Gideon got a counsel to represent him. This was the very able Abe Fortas. Mr. Abe Fortas was a seasoned lawyer who was well versed with legal proceedings and laws. Fortas hailed from Washington and he worked for the company of Arnold, Fortas and Porter. He mostly mediated between the private sector and the government basically advising the private investors on how to work within the confines of the law as they maximize on the existing good political will. Fortas had his work clearly cut off from the onset. He first had to look through the lower court ruling on this case to be able to build a credible argument before the Supreme Court. He did just that. It was notable to Mr. Fortas why Gideon had lost the case in the first place. Gideon was a novice in legal matters.
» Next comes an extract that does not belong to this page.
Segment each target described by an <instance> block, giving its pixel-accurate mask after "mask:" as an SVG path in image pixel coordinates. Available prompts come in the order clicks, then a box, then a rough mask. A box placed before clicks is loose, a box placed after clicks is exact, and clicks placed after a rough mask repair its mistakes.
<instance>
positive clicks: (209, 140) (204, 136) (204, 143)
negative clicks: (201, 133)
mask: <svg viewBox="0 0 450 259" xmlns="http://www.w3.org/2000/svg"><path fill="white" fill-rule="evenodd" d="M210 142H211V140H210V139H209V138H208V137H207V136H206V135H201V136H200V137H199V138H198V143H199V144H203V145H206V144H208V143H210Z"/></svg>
He missed out on important aspects like cross examining witnesses.

Gideon’s petition almost received a massive blow when Bruce Jacobs, an assistant attorney general representing Florida wrote some messages to the Attorney Generals of the other states to consolidate their support through amicus curiae briefs. Bruce Jacob however, was met with a rude shock after the filing deadline as more than twenty Attorney Generals had sided with Gideon. He was only able to get the support from Georgia and North Carolina. Attorney general Walter F. Mondale of Minnesota was one the attorney who was on the forefront campaign against Jacob’s amicus curiae briefs after learning about his (Jacob’s) position on the issue of right to a representative counsel. Gideon stood trial at the Supreme Court though he had initially asked to be exempted from trial citing the Fifth Amendment’s protection against retrial for the same offense (double jeopardy). Gideon was found innocent and acquitted.

It is important to note that during the rehearing of Gideon’s case, there were two lawyers that were to represent him from ACLU. Tobias Simon was the attorney that was to represent Gideon. He was of the Florida Civil Liberties Union which is a branch of the ACLU. However, Gideon did not fancy the idea of being represented by this Mr. Tobias Simon. He therefore turned him down and the court upheld his decision letting Mr. Fred Turner take over and finish the job successfully.
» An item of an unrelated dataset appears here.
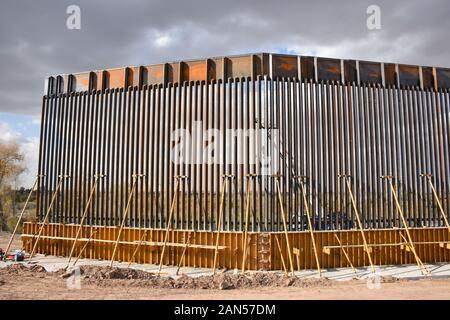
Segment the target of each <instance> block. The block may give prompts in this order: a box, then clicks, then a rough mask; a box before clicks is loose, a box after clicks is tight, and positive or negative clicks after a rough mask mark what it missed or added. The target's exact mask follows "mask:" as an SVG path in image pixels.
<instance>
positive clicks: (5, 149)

In this book, Anthony Lewis uses several characters to bring out his subject matter. The role that Gideon is given is the one that really touches me. From the clamor for justice when all seemed lost, to the long judicial process, to the demanding task of being in the court room for the sixth time he was just incredible. He typifies a strong unwavering character that is not so abundant in the modern day prisoner. It is also important to point out that Lewis conveys several themes in his book. Themes like right to justice and fair trial, poverty, the plight of prisoners and judicial Injustices are well brought out. His main theme is right to justice. He takes an in depth look at an impoverished American citizen, Clarence Earl Gideon who is determined to get a fair trial. He is not shaken by the long and tedious legal processes and battles that he has to win to be free.
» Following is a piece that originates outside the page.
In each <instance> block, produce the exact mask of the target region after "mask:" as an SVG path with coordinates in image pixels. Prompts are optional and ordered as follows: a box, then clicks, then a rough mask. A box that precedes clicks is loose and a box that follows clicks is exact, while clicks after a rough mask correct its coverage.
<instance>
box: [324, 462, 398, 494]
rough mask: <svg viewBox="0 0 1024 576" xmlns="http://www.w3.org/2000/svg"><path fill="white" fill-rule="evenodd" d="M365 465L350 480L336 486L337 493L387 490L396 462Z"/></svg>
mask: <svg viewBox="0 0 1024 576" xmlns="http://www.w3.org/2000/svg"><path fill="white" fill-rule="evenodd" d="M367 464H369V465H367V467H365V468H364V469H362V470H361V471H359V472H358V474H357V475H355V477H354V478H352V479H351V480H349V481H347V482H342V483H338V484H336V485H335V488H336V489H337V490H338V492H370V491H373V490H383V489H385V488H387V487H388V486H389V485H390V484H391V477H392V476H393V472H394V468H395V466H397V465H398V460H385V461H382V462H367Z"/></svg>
In a nutshell, Lewis’ understanding of legal terms and procedures is admirable in this book. He gives the reader very good legal background information about all the steps that the courts take and major decisions of the lower court and the Supreme Court. Lewis carves out the role of the court in the American society, that of reinforcing values and traditions of the society and shaping morals. His understanding of the American constitution is top notch. Even top lawyers surely marvel at his ability to interpret law and contextualize it in his book. I, however, feel that Lewis at some point makes the Supreme Court antagonize the lower court. He brings out the feeling that the lower courts do not always deliver justice to the offended. He would have done better in that regard. This book is a must read for everyone who is passionate about the law and its application in the United States of America. It also offers very good insight about state laws verses federal government laws.